Change realpath cache hash algorithm to the regular string hash algorithm

nielsdos · nielsdos · commit d09b710da491 · 2023-04-23T21:41:52.000+02:00
Right now the FNV-1 algorithm is used for determine the realpath cache key. For applications that are light-weight, but have lots of files (e.g. WordPress), the realpath cache key computation shows up in the Callgrind profile. The reason is that we do a simple byte-by-byte loop. Furthermore, we always use the 32-bit prime and offset values, even in a 64-bit environment which reduces the diffusion property of the hash. This hinders the distribution of keys a bit (although probably not a lot since we have only limited entries in the cache). I propose to switch to our regular string hashing algorithm, which is better optimised than a byte-per-byte loop, and has better diffusion on 64-bit systems. I don't know why FNV-1 was chosen over the DJB33X algorithm we use in the normal string hashing.

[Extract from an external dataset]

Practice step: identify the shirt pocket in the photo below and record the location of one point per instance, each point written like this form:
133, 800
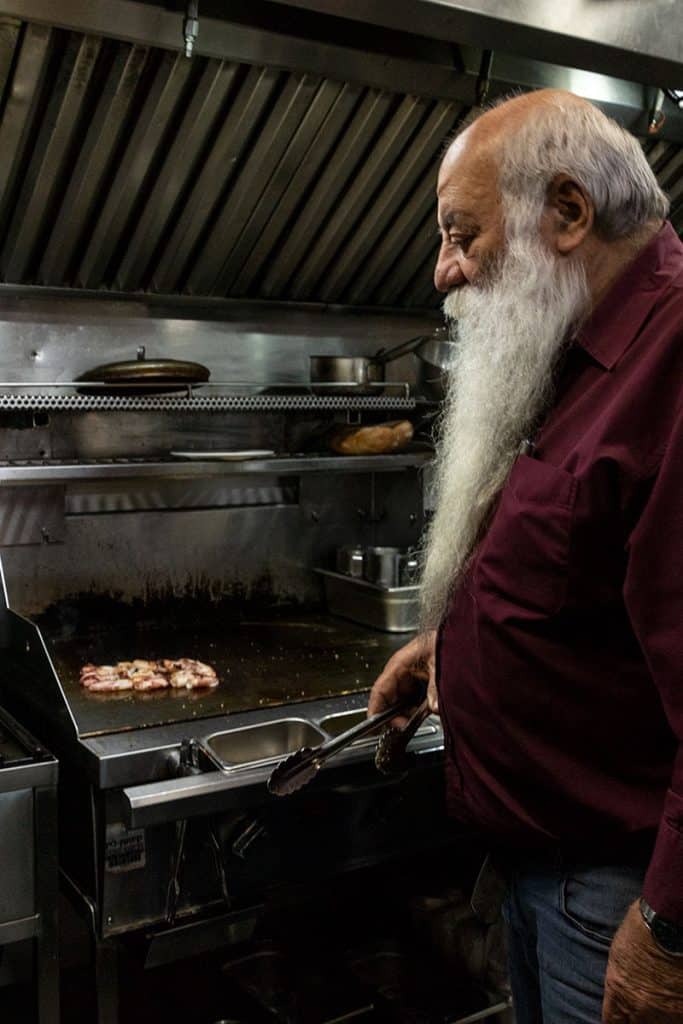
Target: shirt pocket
523, 561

Also, I don't know why FNV-1A wasn't chosen instead of FNV-1, which would be a simple modification and would distribute the hashes better than FNV-1. The only thing I can think of is that typically FNV-1A has a better distribution than DJB33X algorithms like what we use for string hashing [1]. But I doubt that makes a difference here, and if it does then we should perhaps look into changing the string hash algorithm from DJB33X to FNV-1A. [1] https://softwareengineering.stackexchange.com/questions/49550/which-hashing-algorithm-is-best-for-uniqueness-and-speed
diff --git a/Zend/zend_virtual_cwd.c b/Zend/zend_virtual_cwd.c
@@ -317,39 +317,24 @@ CWD_API char *virtual_getcwd(char *buf, size_t size) /* {{{ */
 #ifdef ZEND_WIN32
 static inline zend_ulong realpath_cache_key(const char *path, size_t path_len) /* {{{ */
 {
-	zend_ulong h;
 	size_t bucket_key_len;
-	const char *bucket_key_start = tsrm_win32_get_path_sid_key(path, path_len, &bucket_key_len);
-	const char *bucket_key = bucket_key_start;
-	const char *e;
+	const char *bucket_key = tsrm_win32_get_path_sid_key(path, path_len, &bucket_key_len);
 
 	if (!bucket_key) {
 		return 0;
 	}
 
-	e = bucket_key + bucket_key_len;
-	for (h = Z_UL(2166136261); bucket_key < e;) {
-		h *= Z_UL(16777619);
-		h ^= *bucket_key++;
-	}
-	if (bucket_key_start != path) {
-		HeapFree(GetProcessHeap(), 0, (LPVOID)bucket_key_start);
+	zend_ulong h = zend_hash_func(bucket_key, bucket_key_len);
+	if (bucket_key != path) {
+		HeapFree(GetProcessHeap(), 0, (LPVOID)bucket_key);
 	}
 	return h;
 }
 /* }}} */
 #else
 static inline zend_ulong realpath_cache_key(const char *path, size_t path_len) /* {{{ */
 {
-	zend_ulong h;
-	const char *e = path + path_len;
-
-	for (h = Z_UL(2166136261); path < e;) {
-		h *= Z_UL(16777619);
-		h ^= *path++;
-	}
-
-	return h;
+	return zend_hash_func(path, path_len);
 }
 /* }}} */
 #endif /* defined(ZEND_WIN32) */